1979 A Dream Comes True.
A life long dream for an International Tour to Australia moved one step closer when the Cycle Speedway Council gave it's unanimous seal of approval to the sports most ambitious project in the sport's history. The tour is scheduled to take place in 1981, and will be centred on the Adelaide raceways of Findon & Salisbury. The Sports Council has agreed in principle to a grant aid of 75% towards the teams travel costs.
1979 London Boost.
Administrators in the South East pulled off a major scoop with the announcement that BBC Radio London was to sponsor the London League. In addition to providing a printed fixture list and prizes for the winning teams, Radio London also featured the sport every Friday at 6.10pm.
1979 Knight Rider.
Specialist Cycle Speedway suppliers Ace Cycles unveiled their new Knight frameset. Made of Phoenix tubing throughout, complete with straight forks and fitted headset, the Knight retails at £35.00p.
1979 Wilkinson Sword.
Wilkinson sword announced that they would sponsor an annual Award of Merit scheme. Made by the company's own craftsmen, the 42" sword has a rosewood grip embossed on gold plate and is handsomely mounted on a wall plaque. The trophy was valued at £300.
1979 Poland Prospects.
There were reports that cycle speedway existed in Poland, these being strengthened by a postcard received from Poland by John Mealing(National Competitions Secretary) requesting details of the sport.
1979 21st Birthday Down Under.
The Findon Club celebrated it's 21st Birthday with a party at its Reserve Parade Headquarters. Twenty year old Scottish born Neil Toye won the Australian National Title at Findon in April. This was his first title victory in six years of racing.

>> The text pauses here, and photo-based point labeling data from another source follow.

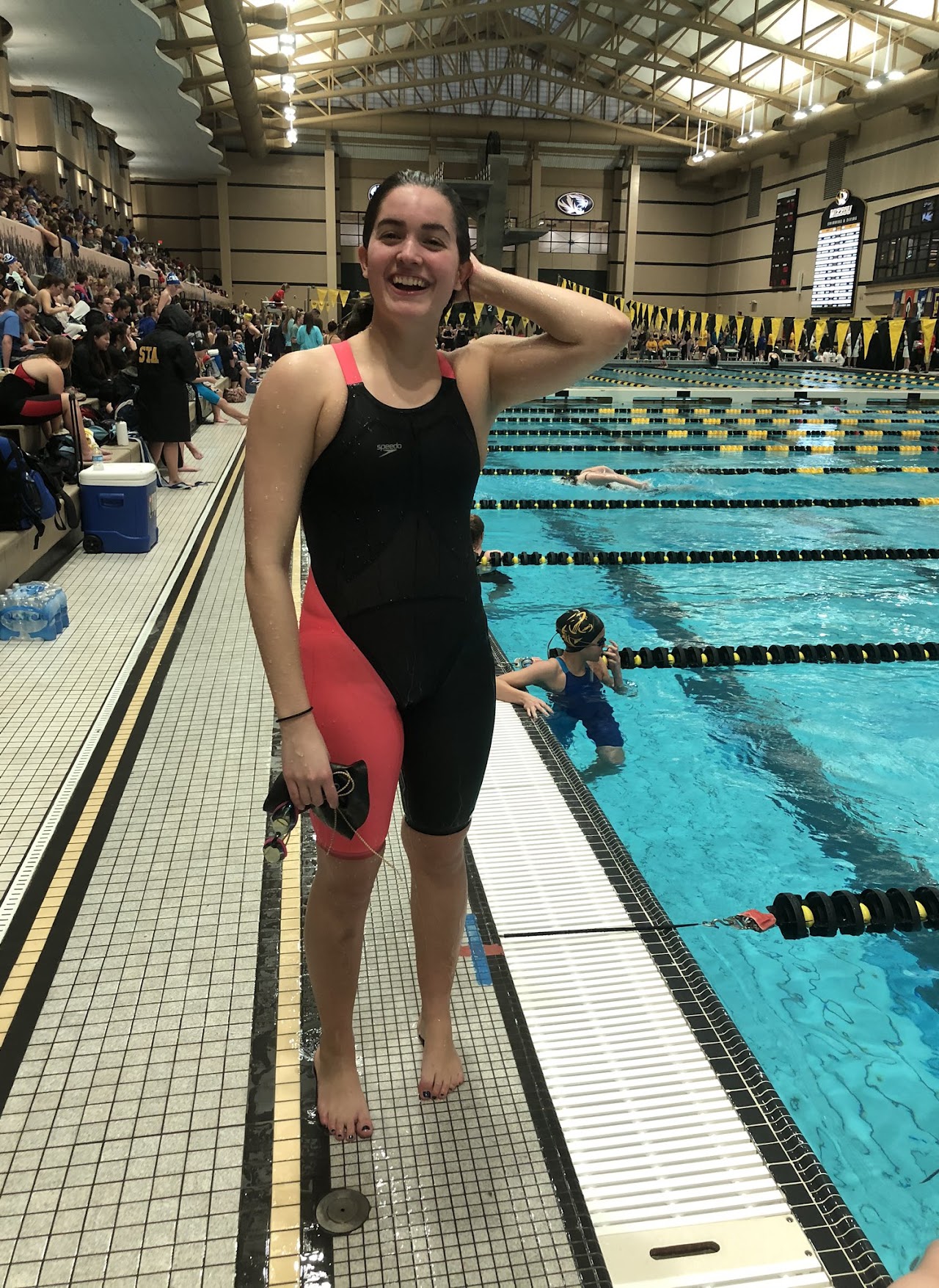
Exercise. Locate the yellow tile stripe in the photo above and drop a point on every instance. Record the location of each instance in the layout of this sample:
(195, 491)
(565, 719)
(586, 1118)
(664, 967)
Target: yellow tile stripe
(284, 1262)
(20, 977)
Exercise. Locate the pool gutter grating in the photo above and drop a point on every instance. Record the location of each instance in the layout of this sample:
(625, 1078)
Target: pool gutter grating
(838, 1240)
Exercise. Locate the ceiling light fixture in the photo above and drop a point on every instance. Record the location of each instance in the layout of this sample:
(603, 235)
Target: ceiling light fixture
(698, 156)
(874, 83)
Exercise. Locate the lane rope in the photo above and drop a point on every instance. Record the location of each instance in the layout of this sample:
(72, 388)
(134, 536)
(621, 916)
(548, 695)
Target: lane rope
(697, 656)
(702, 429)
(579, 558)
(800, 503)
(823, 448)
(508, 470)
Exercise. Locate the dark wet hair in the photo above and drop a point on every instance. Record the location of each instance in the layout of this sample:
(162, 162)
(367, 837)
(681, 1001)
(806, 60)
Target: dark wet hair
(362, 313)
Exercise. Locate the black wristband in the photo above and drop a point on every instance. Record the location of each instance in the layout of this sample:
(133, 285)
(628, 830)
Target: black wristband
(295, 716)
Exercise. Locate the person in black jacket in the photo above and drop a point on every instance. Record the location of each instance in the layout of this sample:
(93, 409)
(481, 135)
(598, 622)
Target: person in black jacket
(167, 365)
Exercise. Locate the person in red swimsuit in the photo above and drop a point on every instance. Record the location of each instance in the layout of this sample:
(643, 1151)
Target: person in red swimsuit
(34, 393)
(378, 442)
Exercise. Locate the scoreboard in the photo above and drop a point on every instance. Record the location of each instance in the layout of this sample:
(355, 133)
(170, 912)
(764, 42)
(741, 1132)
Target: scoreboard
(836, 255)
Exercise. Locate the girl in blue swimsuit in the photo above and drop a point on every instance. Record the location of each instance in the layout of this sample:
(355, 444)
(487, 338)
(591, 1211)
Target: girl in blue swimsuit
(577, 682)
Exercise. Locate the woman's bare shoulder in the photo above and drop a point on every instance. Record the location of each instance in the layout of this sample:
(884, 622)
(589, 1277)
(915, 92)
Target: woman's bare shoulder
(303, 392)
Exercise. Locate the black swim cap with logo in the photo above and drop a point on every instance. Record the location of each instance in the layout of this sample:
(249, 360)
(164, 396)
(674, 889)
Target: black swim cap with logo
(579, 627)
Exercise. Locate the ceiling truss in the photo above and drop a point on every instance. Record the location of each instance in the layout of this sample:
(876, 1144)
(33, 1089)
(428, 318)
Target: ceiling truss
(664, 70)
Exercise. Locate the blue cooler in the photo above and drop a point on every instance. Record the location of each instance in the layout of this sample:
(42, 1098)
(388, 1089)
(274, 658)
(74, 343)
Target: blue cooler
(119, 508)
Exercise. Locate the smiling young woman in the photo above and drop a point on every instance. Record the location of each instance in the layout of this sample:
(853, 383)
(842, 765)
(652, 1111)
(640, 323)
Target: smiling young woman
(378, 443)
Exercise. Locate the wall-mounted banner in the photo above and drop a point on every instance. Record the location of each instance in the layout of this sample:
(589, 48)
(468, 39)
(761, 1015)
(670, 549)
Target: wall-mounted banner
(574, 204)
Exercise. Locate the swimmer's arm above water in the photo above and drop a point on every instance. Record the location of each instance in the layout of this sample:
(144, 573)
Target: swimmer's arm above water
(511, 687)
(611, 674)
(603, 474)
(580, 335)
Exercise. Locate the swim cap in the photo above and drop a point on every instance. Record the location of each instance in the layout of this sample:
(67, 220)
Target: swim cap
(579, 627)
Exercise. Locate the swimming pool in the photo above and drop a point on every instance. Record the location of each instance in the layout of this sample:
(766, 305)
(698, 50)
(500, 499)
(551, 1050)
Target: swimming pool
(742, 783)
(756, 374)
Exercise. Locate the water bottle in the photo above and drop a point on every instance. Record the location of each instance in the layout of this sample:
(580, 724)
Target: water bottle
(58, 608)
(22, 616)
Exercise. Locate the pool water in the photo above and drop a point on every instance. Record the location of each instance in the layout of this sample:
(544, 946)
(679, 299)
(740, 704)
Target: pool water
(743, 783)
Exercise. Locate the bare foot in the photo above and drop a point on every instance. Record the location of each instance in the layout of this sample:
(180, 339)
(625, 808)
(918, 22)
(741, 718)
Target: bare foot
(441, 1067)
(340, 1102)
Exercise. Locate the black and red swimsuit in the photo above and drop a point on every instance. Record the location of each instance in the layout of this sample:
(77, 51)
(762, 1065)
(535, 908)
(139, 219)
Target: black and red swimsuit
(27, 399)
(393, 636)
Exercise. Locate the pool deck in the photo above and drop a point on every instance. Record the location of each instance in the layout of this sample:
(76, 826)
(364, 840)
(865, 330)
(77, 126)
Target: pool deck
(156, 1085)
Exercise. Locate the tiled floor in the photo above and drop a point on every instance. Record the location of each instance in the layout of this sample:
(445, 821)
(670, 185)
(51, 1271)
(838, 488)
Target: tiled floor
(121, 1141)
(123, 1151)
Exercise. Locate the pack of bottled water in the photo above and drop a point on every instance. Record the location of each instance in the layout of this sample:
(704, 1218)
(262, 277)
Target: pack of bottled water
(34, 611)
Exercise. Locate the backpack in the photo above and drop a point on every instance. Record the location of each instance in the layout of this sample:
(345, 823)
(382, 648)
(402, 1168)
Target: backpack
(26, 494)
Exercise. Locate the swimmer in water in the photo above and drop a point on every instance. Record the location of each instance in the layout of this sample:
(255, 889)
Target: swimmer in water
(602, 476)
(490, 575)
(577, 682)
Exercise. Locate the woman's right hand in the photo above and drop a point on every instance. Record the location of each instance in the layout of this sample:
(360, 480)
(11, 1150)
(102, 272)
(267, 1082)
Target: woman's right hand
(306, 764)
(535, 706)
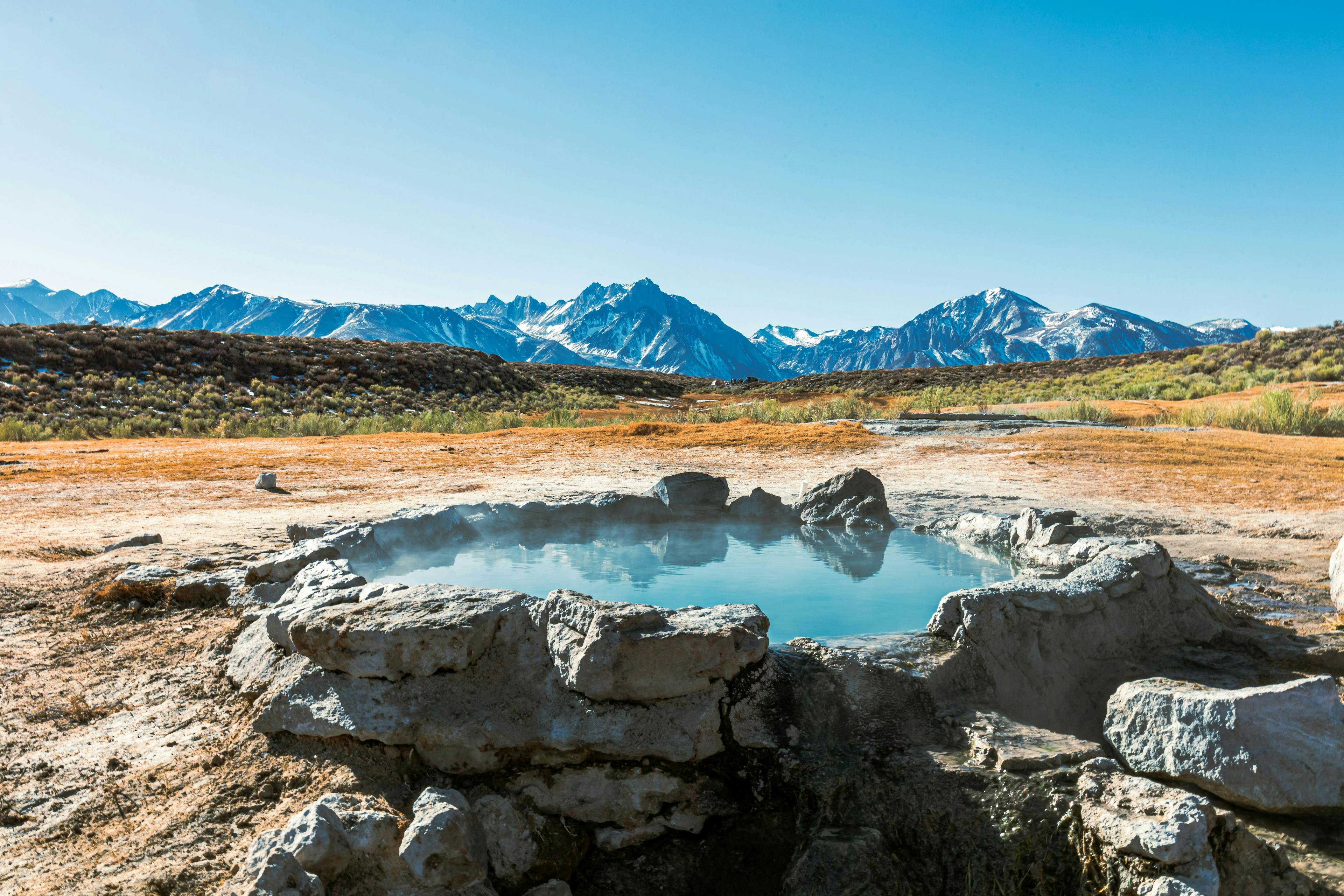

1979 24" Tyre is Introduced.
News that initial supplies of the 24" Leo Gripsters were now available was welcomed by the cycle speedway fraternity. Retailing at around £2.00p each, the tyre will satisfy the demands of the 9-13 year olds within the sport who have found it so hard to compete on a full size bike.
1980 Enter TSB as Sponsors.
One of Britain's Biggest Banks will sponsor the British Under 21 Championship this year. The sponsorship deal was announced by the TSB Marketing Director Mr John Warner, who stated how pleased he was to be sponsoring the 1980 Youth Championship. This now means that all the British Cycle Speedway Championships will be sponsored in 1980.
1980 Lions Squad announced for Aussie Tour.
After a lengthy session behind closed doors at London's Bedford College, the National Selectors have chosen the following squad for the 1981 International Test Series in Australia. The Full Squad is: Tour Director - Graham Sutton; Team Manager - Dave Blinston; Riders: Alan Cox(London); Roger Ellis(Wolverhampton); Martin Gamble(Sheffield); Ian Gill(Tilbury); Mike Hack(Stoke); Geoff Patman(Bristol); Phil Pilbrow(Norwich); Pip Serbert(Halifax); Colin Sutton(Poole); John Vallis(Oxford); Rod Witham(Brandon). Non travelling reserves: Andy Dack(Ipswich); Dave Parsons(Wolverhampton); Tony Ridgwell(Southend); Andy Schofield(Hull).
1981 Lions Arrive in Australia.
On the 22nd February 1981 flight BA11 lifted off from Heathrow Airport with the British Lions on board, it's destination Australia. The trip had been made possible by the perseverance of Cycle Speedway Council Promotions Officer Rod Witham, his Aussie counterpart Mick Harley, a valiant band of pioneers, plus a sizeable grant from the Sports Council. Great Britain were unbeaten in the Test Series, winning by seven rubbers to nil, whilst popular Phil Pilbrow from Norwich became the first Cycle Speedway World Master.
1983 First Australian National Team Visits the UK.
In 1983 the first ever Australian National team visited the UK to compete in the World Cup Finals at King George V Playing Fields, Grays, Essex, the home of the Thurrock CSC. England won the event with 49 points, Wales came runners up with 44, Scotland third on 38, and Australia next on 25.